Is Google responsible for the suggestions of its “autocomplete” search tool?
The company says no, but courts in two countries have suggested otherwise, potentially creating another legal and technical challenge for the search giant.
A Hong Kong court Tuesday ruled that Albert Yeung Sau-shing, chairman of the Emperor Group conglomerate, can sue Google for defamation because “autocomplete” suggests searches linking him to organized crime.
Entering “albert yeung” in the Google search box, in either English or Chinese, brings up suggested searches like “albert yeung triad” a reference to a Chinese criminal organization.
Google argued that it doesn’t “publish” the autocomplete suggestions, which are based on prior searches by users, and that the company is merely a “passive facilitator” of those results. Requiring search engines to review and edit search suggestions threatens “the entire basis of the Internet,” Google argued.
But High Court Judge Marlene Ng rejected that argument, writing that Google’s “algorithms are synthesizing and reconstituting” information from users and then “publishing them as suggestions.” The judge said “Google Search does not simply convey information,” but provides information “distilled pursuant to artificial intelligence set up by Google.”
In a similar case in Germany last year, that country’s highest civil court said that once Google has been notified that libelous words are appended to a person’s name by autocomplete, it has a responsibility to block them.
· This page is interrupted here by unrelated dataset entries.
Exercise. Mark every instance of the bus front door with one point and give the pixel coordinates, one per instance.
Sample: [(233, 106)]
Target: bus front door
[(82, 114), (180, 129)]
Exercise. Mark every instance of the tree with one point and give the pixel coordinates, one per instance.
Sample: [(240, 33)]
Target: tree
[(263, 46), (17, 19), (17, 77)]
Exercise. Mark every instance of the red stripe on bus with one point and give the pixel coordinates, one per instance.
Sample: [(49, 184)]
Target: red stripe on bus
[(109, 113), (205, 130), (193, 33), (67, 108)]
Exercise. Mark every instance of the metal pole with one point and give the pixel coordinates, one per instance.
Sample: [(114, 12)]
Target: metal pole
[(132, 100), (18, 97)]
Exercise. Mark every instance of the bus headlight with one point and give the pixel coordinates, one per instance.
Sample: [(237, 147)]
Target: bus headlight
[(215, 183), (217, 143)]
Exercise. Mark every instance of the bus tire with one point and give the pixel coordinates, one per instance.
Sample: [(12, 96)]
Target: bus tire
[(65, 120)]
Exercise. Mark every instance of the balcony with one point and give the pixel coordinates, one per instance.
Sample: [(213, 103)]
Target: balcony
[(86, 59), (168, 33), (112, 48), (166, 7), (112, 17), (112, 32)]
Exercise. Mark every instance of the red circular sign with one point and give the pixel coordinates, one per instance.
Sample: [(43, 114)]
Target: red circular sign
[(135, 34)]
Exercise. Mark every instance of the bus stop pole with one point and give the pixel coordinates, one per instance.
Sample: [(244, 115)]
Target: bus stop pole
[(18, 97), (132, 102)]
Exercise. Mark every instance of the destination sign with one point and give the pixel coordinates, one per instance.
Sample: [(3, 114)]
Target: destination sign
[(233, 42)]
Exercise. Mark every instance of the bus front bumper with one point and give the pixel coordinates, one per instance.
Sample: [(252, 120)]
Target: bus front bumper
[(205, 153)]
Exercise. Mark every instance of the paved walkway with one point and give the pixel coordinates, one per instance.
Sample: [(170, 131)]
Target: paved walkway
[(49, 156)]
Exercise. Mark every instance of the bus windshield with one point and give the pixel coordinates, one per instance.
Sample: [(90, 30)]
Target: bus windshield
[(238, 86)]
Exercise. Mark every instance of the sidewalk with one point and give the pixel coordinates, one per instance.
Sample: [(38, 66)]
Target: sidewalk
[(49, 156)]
The case was brought by the founder and CEO of a nutritional supplements company, who said “scientology” and “scam” were appended to suggested searches for his name.
The autocomplete function appears before a user completes a search, but Google also is under pressure to edit its search results in parts of the world.
The search company has begun removing certain search results in Europe after the continent’s top court established a “right to be forgotten” in May that gives individuals a right to demand the erasure of links to information about them that is old or irrelevant.
Hong Kong’s top privacy regulator, Allen Chiang Yam-wang, said in a June blog postpublished in June that he expects similar cases to be heard in Canada and Japan. He suggested that Google should apply the right to be forgotten globally.
In Canada, Google has appealed a June ruling that would require the company to remove search results worldwide.